According to Britain's Car magazine, VW has approved a plan to build a limited number of One-Liters in 2010. They'll probably be built in the company's prototype shop, which has the capacity to build as many as 1,000 per year. That's not a lot, but it's enough to help VW get a lot of attention while showing how much light weight and an efficient engine can achieve.
VW unveiled the slick two-seater concept six years ago at a stockholder's meeting in Hamburg. To prove it was a real car, Chairman Ferdinand Piech personally drove it from Wolfsburg to Hamburg. At the time, he said the car could see production when the cost of its carbon monocoque dropped from 35,000 Euros (about $55,000) to 5,000 Euros (about $8,000) -- something he figured would happen in 2012. With carbon fiber being used in everything from airliners to laptops these days, VW's apparently decided the cost is competitive enough to build at least a few hundred One-Liters.
Laugh at High Gas Prices With a 235-MPG VW
This is probably only the tip of the iceberg of supressed technology. Since the beginning of the automotive revolution, the automakers have been gobbling up any technolgy that would offer a major improvement to the consumer. The general view is that radical change hurts the bottom line. They would argue that the cost of manufacturing retooling would cost too much or that the technology would raise the price of the car to the consumer. In reality, many of the innovations in increasing fuel milage were purchased and shelved to protect the industry and their closely related breatheren in the oil industry. That's right, the greedy bastards in the auto industry have been screwing us for years! What a shocker....
In the movie "Tucker- The Man and His Dream", Jeff Bridges plays real-life automobile inventor/entrepeneur Preston Tucker. Tucker started his own auto company and in 1948, he built a car that made Detroit very nervous. Tucker had added things like seat belts and safety glass that the Big Three didn't offer. In fact they deemed them expensive and unnecessary items. In true DeLorean fashion (or perhaps vice-versa) the big three created a scandal and misinformation campaign that ended up bankrupting the man and his company.

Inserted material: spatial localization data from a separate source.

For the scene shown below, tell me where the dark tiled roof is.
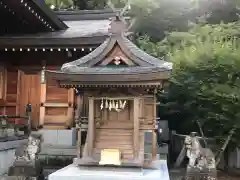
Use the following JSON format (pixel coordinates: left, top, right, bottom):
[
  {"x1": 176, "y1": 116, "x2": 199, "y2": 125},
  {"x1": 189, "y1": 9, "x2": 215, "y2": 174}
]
[
  {"x1": 56, "y1": 9, "x2": 116, "y2": 21},
  {"x1": 0, "y1": 0, "x2": 67, "y2": 35},
  {"x1": 0, "y1": 20, "x2": 110, "y2": 48},
  {"x1": 1, "y1": 20, "x2": 110, "y2": 38}
]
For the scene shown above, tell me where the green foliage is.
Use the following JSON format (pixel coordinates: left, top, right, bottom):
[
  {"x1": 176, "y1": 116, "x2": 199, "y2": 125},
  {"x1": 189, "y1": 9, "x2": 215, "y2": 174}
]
[
  {"x1": 45, "y1": 0, "x2": 74, "y2": 9},
  {"x1": 72, "y1": 0, "x2": 106, "y2": 10},
  {"x1": 136, "y1": 22, "x2": 240, "y2": 58},
  {"x1": 158, "y1": 23, "x2": 240, "y2": 145}
]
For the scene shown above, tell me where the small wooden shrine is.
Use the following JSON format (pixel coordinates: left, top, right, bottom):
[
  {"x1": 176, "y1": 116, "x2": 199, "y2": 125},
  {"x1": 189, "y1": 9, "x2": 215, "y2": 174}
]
[{"x1": 47, "y1": 10, "x2": 172, "y2": 166}]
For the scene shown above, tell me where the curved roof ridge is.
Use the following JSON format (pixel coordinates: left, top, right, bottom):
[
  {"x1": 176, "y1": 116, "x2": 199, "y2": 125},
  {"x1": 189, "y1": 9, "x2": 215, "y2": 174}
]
[
  {"x1": 61, "y1": 37, "x2": 111, "y2": 71},
  {"x1": 120, "y1": 35, "x2": 166, "y2": 66},
  {"x1": 61, "y1": 33, "x2": 172, "y2": 72}
]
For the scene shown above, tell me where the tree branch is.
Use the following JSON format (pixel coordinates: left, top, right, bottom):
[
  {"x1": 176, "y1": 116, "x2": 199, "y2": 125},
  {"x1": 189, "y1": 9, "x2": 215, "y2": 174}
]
[
  {"x1": 215, "y1": 127, "x2": 236, "y2": 167},
  {"x1": 196, "y1": 119, "x2": 208, "y2": 148}
]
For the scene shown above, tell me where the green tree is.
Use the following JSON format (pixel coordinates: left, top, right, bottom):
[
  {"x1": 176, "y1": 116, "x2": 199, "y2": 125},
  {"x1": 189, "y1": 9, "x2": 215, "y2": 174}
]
[
  {"x1": 158, "y1": 23, "x2": 240, "y2": 148},
  {"x1": 45, "y1": 0, "x2": 74, "y2": 9}
]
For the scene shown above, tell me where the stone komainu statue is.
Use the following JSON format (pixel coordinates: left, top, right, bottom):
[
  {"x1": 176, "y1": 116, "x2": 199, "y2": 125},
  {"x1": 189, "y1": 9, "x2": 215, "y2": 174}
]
[
  {"x1": 14, "y1": 134, "x2": 42, "y2": 163},
  {"x1": 7, "y1": 133, "x2": 43, "y2": 180},
  {"x1": 184, "y1": 132, "x2": 217, "y2": 180}
]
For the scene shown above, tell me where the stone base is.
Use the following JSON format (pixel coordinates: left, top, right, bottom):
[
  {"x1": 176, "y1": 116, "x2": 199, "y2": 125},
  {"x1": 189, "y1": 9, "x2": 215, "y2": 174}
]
[
  {"x1": 7, "y1": 161, "x2": 43, "y2": 180},
  {"x1": 0, "y1": 139, "x2": 28, "y2": 176},
  {"x1": 49, "y1": 160, "x2": 170, "y2": 180},
  {"x1": 73, "y1": 157, "x2": 157, "y2": 168},
  {"x1": 1, "y1": 176, "x2": 38, "y2": 180},
  {"x1": 186, "y1": 166, "x2": 217, "y2": 180}
]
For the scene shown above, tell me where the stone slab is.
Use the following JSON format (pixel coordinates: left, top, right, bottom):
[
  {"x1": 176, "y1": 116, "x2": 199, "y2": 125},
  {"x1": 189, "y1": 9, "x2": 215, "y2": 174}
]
[
  {"x1": 39, "y1": 129, "x2": 76, "y2": 146},
  {"x1": 40, "y1": 145, "x2": 76, "y2": 156},
  {"x1": 0, "y1": 139, "x2": 27, "y2": 151},
  {"x1": 48, "y1": 160, "x2": 170, "y2": 180},
  {"x1": 0, "y1": 149, "x2": 15, "y2": 175},
  {"x1": 0, "y1": 139, "x2": 28, "y2": 175}
]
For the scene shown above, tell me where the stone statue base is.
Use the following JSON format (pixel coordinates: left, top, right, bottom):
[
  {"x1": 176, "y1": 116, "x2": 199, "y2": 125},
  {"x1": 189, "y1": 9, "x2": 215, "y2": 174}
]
[
  {"x1": 7, "y1": 160, "x2": 43, "y2": 180},
  {"x1": 3, "y1": 133, "x2": 44, "y2": 180},
  {"x1": 185, "y1": 166, "x2": 217, "y2": 180}
]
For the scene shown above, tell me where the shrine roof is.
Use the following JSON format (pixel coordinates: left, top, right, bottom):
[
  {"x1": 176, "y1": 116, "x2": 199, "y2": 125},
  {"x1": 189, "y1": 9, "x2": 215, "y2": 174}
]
[
  {"x1": 0, "y1": 11, "x2": 112, "y2": 48},
  {"x1": 0, "y1": 0, "x2": 67, "y2": 35},
  {"x1": 46, "y1": 14, "x2": 172, "y2": 87},
  {"x1": 60, "y1": 34, "x2": 172, "y2": 70}
]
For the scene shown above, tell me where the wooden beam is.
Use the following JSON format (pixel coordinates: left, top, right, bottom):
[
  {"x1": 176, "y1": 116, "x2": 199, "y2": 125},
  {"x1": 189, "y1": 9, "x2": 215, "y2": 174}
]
[
  {"x1": 133, "y1": 97, "x2": 140, "y2": 160},
  {"x1": 39, "y1": 83, "x2": 46, "y2": 126},
  {"x1": 43, "y1": 102, "x2": 69, "y2": 107},
  {"x1": 87, "y1": 97, "x2": 94, "y2": 156},
  {"x1": 44, "y1": 115, "x2": 69, "y2": 123}
]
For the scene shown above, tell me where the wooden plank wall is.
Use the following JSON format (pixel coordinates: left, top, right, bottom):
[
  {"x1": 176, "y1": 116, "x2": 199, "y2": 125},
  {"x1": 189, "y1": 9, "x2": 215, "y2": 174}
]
[
  {"x1": 18, "y1": 71, "x2": 41, "y2": 128},
  {"x1": 0, "y1": 51, "x2": 82, "y2": 129},
  {"x1": 0, "y1": 69, "x2": 22, "y2": 124},
  {"x1": 0, "y1": 67, "x2": 74, "y2": 129},
  {"x1": 41, "y1": 79, "x2": 75, "y2": 129},
  {"x1": 4, "y1": 70, "x2": 18, "y2": 122},
  {"x1": 92, "y1": 96, "x2": 156, "y2": 163}
]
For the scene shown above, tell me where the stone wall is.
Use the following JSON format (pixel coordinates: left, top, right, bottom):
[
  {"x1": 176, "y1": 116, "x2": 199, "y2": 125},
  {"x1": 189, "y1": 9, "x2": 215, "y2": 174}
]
[{"x1": 39, "y1": 129, "x2": 76, "y2": 146}]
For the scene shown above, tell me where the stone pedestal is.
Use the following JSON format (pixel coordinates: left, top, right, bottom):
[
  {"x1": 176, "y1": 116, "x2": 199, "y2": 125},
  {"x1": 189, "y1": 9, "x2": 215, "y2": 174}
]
[
  {"x1": 6, "y1": 160, "x2": 43, "y2": 180},
  {"x1": 48, "y1": 160, "x2": 170, "y2": 180},
  {"x1": 0, "y1": 138, "x2": 28, "y2": 176},
  {"x1": 1, "y1": 133, "x2": 43, "y2": 180},
  {"x1": 185, "y1": 166, "x2": 217, "y2": 180}
]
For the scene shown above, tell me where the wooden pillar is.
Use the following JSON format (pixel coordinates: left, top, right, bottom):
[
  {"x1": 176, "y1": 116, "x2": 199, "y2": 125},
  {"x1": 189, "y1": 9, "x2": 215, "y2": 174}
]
[
  {"x1": 133, "y1": 97, "x2": 140, "y2": 160},
  {"x1": 39, "y1": 67, "x2": 46, "y2": 126},
  {"x1": 152, "y1": 96, "x2": 157, "y2": 160},
  {"x1": 75, "y1": 95, "x2": 82, "y2": 158},
  {"x1": 67, "y1": 88, "x2": 74, "y2": 126},
  {"x1": 2, "y1": 68, "x2": 7, "y2": 115},
  {"x1": 87, "y1": 97, "x2": 94, "y2": 156},
  {"x1": 16, "y1": 70, "x2": 21, "y2": 116}
]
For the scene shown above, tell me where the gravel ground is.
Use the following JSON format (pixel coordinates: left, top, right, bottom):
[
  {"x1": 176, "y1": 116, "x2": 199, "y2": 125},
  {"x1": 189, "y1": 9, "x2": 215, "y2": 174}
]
[
  {"x1": 217, "y1": 172, "x2": 239, "y2": 180},
  {"x1": 169, "y1": 169, "x2": 240, "y2": 180}
]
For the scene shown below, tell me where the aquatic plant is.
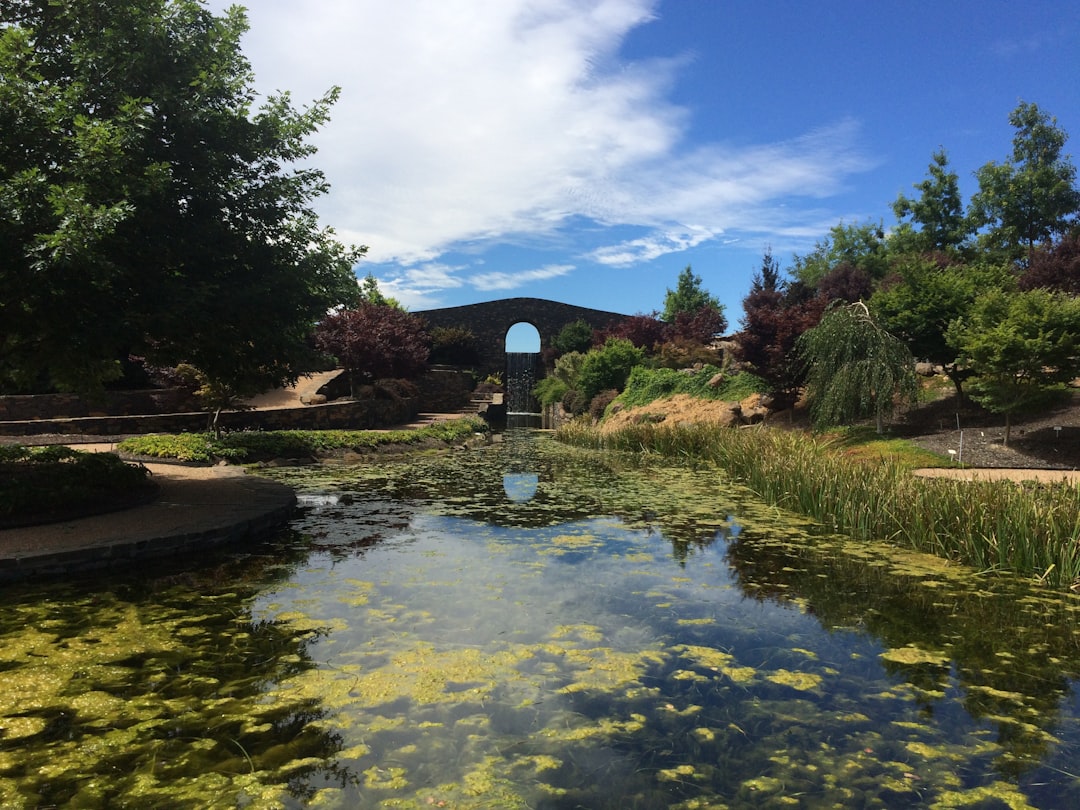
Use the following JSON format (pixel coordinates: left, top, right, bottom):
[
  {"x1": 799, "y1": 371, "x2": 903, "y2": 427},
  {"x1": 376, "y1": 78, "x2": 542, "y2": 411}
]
[{"x1": 557, "y1": 420, "x2": 1080, "y2": 589}]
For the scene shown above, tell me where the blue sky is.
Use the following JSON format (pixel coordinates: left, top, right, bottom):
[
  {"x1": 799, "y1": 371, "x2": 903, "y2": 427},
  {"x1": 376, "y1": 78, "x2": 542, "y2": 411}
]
[{"x1": 215, "y1": 0, "x2": 1079, "y2": 348}]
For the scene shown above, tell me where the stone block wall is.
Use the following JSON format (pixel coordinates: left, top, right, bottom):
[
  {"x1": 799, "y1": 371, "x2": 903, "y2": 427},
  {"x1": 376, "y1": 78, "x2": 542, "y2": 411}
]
[
  {"x1": 0, "y1": 388, "x2": 193, "y2": 421},
  {"x1": 0, "y1": 397, "x2": 418, "y2": 437}
]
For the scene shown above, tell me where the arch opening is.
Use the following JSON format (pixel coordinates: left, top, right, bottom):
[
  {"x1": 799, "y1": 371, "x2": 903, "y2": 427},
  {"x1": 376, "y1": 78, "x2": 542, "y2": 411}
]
[{"x1": 504, "y1": 322, "x2": 542, "y2": 418}]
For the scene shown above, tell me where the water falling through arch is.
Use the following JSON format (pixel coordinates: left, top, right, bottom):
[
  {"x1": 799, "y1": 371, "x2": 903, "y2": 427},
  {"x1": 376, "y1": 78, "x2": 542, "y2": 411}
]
[{"x1": 504, "y1": 322, "x2": 542, "y2": 421}]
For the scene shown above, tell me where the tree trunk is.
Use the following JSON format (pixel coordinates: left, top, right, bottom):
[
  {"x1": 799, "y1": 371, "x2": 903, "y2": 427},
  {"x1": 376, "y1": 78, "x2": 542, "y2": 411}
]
[{"x1": 1003, "y1": 411, "x2": 1012, "y2": 447}]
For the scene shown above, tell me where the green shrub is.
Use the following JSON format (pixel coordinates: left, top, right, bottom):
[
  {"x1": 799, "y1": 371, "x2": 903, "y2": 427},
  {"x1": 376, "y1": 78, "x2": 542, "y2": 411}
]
[
  {"x1": 1, "y1": 447, "x2": 153, "y2": 523},
  {"x1": 551, "y1": 319, "x2": 594, "y2": 355},
  {"x1": 577, "y1": 338, "x2": 644, "y2": 400},
  {"x1": 117, "y1": 418, "x2": 489, "y2": 463},
  {"x1": 534, "y1": 376, "x2": 569, "y2": 407}
]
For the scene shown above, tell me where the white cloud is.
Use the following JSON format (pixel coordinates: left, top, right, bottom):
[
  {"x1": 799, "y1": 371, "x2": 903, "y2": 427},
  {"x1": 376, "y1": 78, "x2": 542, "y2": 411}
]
[
  {"x1": 469, "y1": 264, "x2": 575, "y2": 291},
  {"x1": 216, "y1": 1, "x2": 871, "y2": 285}
]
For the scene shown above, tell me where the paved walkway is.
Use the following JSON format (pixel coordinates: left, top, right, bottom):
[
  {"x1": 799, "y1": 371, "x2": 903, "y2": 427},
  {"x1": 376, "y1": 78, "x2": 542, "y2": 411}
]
[
  {"x1": 0, "y1": 461, "x2": 296, "y2": 582},
  {"x1": 0, "y1": 406, "x2": 474, "y2": 581}
]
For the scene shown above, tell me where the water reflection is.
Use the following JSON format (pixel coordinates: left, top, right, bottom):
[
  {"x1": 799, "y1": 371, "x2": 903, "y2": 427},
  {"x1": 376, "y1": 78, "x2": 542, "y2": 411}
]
[
  {"x1": 502, "y1": 472, "x2": 539, "y2": 502},
  {"x1": 2, "y1": 432, "x2": 1080, "y2": 808}
]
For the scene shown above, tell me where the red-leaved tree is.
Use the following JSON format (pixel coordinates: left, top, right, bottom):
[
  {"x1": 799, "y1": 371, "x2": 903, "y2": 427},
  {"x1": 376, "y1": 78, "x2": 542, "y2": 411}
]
[
  {"x1": 1019, "y1": 234, "x2": 1080, "y2": 294},
  {"x1": 315, "y1": 304, "x2": 429, "y2": 394}
]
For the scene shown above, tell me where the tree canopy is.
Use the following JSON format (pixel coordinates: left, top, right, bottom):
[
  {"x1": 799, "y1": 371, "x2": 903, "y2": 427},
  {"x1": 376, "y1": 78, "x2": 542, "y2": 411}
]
[
  {"x1": 661, "y1": 265, "x2": 725, "y2": 330},
  {"x1": 969, "y1": 101, "x2": 1080, "y2": 264},
  {"x1": 314, "y1": 304, "x2": 429, "y2": 394},
  {"x1": 946, "y1": 289, "x2": 1080, "y2": 444},
  {"x1": 0, "y1": 0, "x2": 361, "y2": 394},
  {"x1": 890, "y1": 149, "x2": 971, "y2": 255}
]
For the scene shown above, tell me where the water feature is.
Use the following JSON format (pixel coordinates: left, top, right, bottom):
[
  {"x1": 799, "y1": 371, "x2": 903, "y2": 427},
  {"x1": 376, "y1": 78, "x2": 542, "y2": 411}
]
[
  {"x1": 504, "y1": 351, "x2": 542, "y2": 417},
  {"x1": 2, "y1": 430, "x2": 1080, "y2": 808}
]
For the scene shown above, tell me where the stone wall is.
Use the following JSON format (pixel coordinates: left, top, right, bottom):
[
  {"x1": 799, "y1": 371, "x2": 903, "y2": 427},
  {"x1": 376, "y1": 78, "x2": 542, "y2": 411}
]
[
  {"x1": 0, "y1": 397, "x2": 418, "y2": 437},
  {"x1": 0, "y1": 388, "x2": 193, "y2": 421},
  {"x1": 416, "y1": 297, "x2": 631, "y2": 378},
  {"x1": 414, "y1": 367, "x2": 475, "y2": 412}
]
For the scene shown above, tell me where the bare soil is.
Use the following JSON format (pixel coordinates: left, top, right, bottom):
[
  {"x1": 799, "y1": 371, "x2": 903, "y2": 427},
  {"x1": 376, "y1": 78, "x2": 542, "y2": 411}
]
[{"x1": 891, "y1": 390, "x2": 1080, "y2": 471}]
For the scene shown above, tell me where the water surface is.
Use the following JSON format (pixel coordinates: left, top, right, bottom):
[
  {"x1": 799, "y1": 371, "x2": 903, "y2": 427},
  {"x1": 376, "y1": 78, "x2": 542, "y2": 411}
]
[{"x1": 2, "y1": 430, "x2": 1079, "y2": 808}]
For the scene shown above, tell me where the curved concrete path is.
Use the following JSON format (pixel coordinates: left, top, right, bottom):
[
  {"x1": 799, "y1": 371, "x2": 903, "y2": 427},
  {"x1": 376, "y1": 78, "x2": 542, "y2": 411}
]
[{"x1": 0, "y1": 460, "x2": 296, "y2": 582}]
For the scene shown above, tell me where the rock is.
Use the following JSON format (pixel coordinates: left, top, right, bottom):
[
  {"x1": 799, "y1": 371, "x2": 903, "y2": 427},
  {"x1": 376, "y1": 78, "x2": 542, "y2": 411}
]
[
  {"x1": 739, "y1": 393, "x2": 772, "y2": 424},
  {"x1": 300, "y1": 393, "x2": 328, "y2": 405},
  {"x1": 707, "y1": 373, "x2": 725, "y2": 388}
]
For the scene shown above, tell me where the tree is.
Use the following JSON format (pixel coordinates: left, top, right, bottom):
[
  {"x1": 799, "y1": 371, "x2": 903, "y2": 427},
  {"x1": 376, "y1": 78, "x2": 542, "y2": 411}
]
[
  {"x1": 1018, "y1": 234, "x2": 1080, "y2": 294},
  {"x1": 661, "y1": 265, "x2": 725, "y2": 329},
  {"x1": 946, "y1": 289, "x2": 1080, "y2": 445},
  {"x1": 595, "y1": 313, "x2": 671, "y2": 353},
  {"x1": 891, "y1": 149, "x2": 971, "y2": 255},
  {"x1": 358, "y1": 273, "x2": 401, "y2": 308},
  {"x1": 736, "y1": 249, "x2": 827, "y2": 403},
  {"x1": 791, "y1": 221, "x2": 890, "y2": 290},
  {"x1": 870, "y1": 256, "x2": 1016, "y2": 400},
  {"x1": 797, "y1": 302, "x2": 917, "y2": 433},
  {"x1": 314, "y1": 304, "x2": 430, "y2": 395},
  {"x1": 551, "y1": 319, "x2": 595, "y2": 355},
  {"x1": 0, "y1": 1, "x2": 361, "y2": 394},
  {"x1": 969, "y1": 101, "x2": 1080, "y2": 265}
]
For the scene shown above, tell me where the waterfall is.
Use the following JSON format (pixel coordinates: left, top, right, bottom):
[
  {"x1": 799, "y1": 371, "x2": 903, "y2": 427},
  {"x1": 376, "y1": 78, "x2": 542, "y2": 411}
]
[{"x1": 505, "y1": 352, "x2": 541, "y2": 415}]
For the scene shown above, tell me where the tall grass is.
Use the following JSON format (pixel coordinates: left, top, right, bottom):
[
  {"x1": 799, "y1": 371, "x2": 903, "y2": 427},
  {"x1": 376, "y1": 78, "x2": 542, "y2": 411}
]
[{"x1": 557, "y1": 421, "x2": 1080, "y2": 590}]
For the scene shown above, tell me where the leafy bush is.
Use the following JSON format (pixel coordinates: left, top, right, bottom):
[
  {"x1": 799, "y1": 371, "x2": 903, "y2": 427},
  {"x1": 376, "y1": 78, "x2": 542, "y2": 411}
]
[
  {"x1": 117, "y1": 418, "x2": 489, "y2": 463},
  {"x1": 534, "y1": 376, "x2": 569, "y2": 407},
  {"x1": 1, "y1": 447, "x2": 154, "y2": 525},
  {"x1": 576, "y1": 338, "x2": 644, "y2": 400},
  {"x1": 551, "y1": 319, "x2": 594, "y2": 355},
  {"x1": 589, "y1": 389, "x2": 619, "y2": 421}
]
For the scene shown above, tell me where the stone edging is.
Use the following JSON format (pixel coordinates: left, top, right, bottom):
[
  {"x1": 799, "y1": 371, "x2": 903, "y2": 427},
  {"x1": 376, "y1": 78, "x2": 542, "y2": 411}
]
[{"x1": 0, "y1": 478, "x2": 297, "y2": 583}]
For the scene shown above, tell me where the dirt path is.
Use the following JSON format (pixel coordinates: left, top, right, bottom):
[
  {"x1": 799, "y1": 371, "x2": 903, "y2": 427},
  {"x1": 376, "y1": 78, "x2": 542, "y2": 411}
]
[{"x1": 912, "y1": 467, "x2": 1080, "y2": 483}]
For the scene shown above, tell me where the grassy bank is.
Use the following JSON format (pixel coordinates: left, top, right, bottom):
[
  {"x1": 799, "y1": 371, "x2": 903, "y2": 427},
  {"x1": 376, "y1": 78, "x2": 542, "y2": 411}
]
[
  {"x1": 557, "y1": 420, "x2": 1080, "y2": 590},
  {"x1": 116, "y1": 416, "x2": 489, "y2": 463}
]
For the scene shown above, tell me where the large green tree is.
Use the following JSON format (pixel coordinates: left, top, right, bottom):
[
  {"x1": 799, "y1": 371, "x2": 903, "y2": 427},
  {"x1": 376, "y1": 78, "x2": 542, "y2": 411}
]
[
  {"x1": 661, "y1": 265, "x2": 725, "y2": 329},
  {"x1": 0, "y1": 0, "x2": 361, "y2": 394},
  {"x1": 969, "y1": 101, "x2": 1080, "y2": 265},
  {"x1": 870, "y1": 257, "x2": 1015, "y2": 400},
  {"x1": 791, "y1": 221, "x2": 890, "y2": 290},
  {"x1": 946, "y1": 288, "x2": 1080, "y2": 445},
  {"x1": 891, "y1": 149, "x2": 971, "y2": 255}
]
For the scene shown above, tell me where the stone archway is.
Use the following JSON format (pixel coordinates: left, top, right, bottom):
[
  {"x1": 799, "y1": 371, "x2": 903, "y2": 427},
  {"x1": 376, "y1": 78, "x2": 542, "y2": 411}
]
[{"x1": 415, "y1": 297, "x2": 632, "y2": 380}]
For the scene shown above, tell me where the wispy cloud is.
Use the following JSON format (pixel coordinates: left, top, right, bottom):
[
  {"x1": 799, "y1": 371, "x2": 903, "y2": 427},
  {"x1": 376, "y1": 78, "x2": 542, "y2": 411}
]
[
  {"x1": 224, "y1": 0, "x2": 871, "y2": 295},
  {"x1": 470, "y1": 264, "x2": 575, "y2": 291}
]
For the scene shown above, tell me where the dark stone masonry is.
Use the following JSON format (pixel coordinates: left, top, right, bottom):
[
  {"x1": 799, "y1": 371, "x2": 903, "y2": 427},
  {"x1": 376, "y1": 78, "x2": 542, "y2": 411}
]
[{"x1": 416, "y1": 297, "x2": 631, "y2": 377}]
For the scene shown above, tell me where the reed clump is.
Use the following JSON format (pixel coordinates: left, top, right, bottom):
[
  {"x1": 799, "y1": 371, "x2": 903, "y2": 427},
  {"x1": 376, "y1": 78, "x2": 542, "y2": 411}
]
[{"x1": 556, "y1": 420, "x2": 1080, "y2": 590}]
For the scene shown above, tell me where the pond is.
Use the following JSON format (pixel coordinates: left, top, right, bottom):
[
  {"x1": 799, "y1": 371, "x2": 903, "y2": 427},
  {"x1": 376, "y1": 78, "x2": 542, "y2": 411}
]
[{"x1": 2, "y1": 430, "x2": 1080, "y2": 808}]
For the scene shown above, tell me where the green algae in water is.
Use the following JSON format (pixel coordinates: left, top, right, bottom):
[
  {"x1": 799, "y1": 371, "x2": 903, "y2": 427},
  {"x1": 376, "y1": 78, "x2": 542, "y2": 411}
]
[{"x1": 4, "y1": 431, "x2": 1080, "y2": 808}]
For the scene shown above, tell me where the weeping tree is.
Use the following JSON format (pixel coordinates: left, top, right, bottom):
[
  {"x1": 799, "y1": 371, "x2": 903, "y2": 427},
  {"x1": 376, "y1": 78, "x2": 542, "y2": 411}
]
[{"x1": 797, "y1": 301, "x2": 917, "y2": 433}]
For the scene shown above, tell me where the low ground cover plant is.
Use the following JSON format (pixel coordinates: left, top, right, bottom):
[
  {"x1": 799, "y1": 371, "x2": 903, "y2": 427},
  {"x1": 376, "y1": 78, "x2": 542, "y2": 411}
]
[
  {"x1": 618, "y1": 366, "x2": 769, "y2": 409},
  {"x1": 116, "y1": 417, "x2": 488, "y2": 463},
  {"x1": 0, "y1": 446, "x2": 154, "y2": 527},
  {"x1": 557, "y1": 419, "x2": 1080, "y2": 590}
]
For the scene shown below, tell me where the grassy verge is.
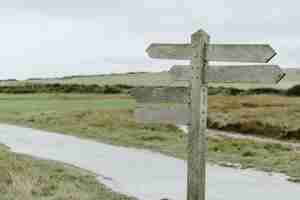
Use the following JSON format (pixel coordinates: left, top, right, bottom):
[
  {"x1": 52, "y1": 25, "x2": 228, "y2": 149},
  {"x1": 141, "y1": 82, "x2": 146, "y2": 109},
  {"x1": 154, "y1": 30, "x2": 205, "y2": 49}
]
[
  {"x1": 0, "y1": 144, "x2": 135, "y2": 200},
  {"x1": 0, "y1": 93, "x2": 299, "y2": 182}
]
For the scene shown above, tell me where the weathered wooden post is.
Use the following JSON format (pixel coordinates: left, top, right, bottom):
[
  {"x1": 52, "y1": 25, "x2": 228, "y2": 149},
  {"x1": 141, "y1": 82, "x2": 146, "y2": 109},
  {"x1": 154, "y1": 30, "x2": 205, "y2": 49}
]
[
  {"x1": 187, "y1": 30, "x2": 209, "y2": 200},
  {"x1": 131, "y1": 29, "x2": 284, "y2": 200}
]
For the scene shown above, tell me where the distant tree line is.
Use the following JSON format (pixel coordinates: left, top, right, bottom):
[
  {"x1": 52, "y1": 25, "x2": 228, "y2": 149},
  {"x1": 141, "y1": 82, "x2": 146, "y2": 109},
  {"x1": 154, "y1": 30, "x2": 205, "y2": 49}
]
[
  {"x1": 0, "y1": 83, "x2": 300, "y2": 96},
  {"x1": 25, "y1": 72, "x2": 149, "y2": 81},
  {"x1": 0, "y1": 83, "x2": 133, "y2": 94}
]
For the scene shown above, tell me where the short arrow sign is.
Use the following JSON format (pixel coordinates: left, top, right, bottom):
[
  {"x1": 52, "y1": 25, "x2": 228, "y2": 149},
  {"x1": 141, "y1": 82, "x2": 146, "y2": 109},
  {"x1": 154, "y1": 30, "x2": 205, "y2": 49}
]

There a million other stories like this out there, but we've just never heard about them. You can bet that critical technology that would help us end our oil dependance is sitting gathering dust on a shelf somewhere. I would be willing to bet that the technology exists today to bring an affordable vehicle to market that would run on no petroleum at all. They're just betting that they haven't milked every last penny out of oil yet.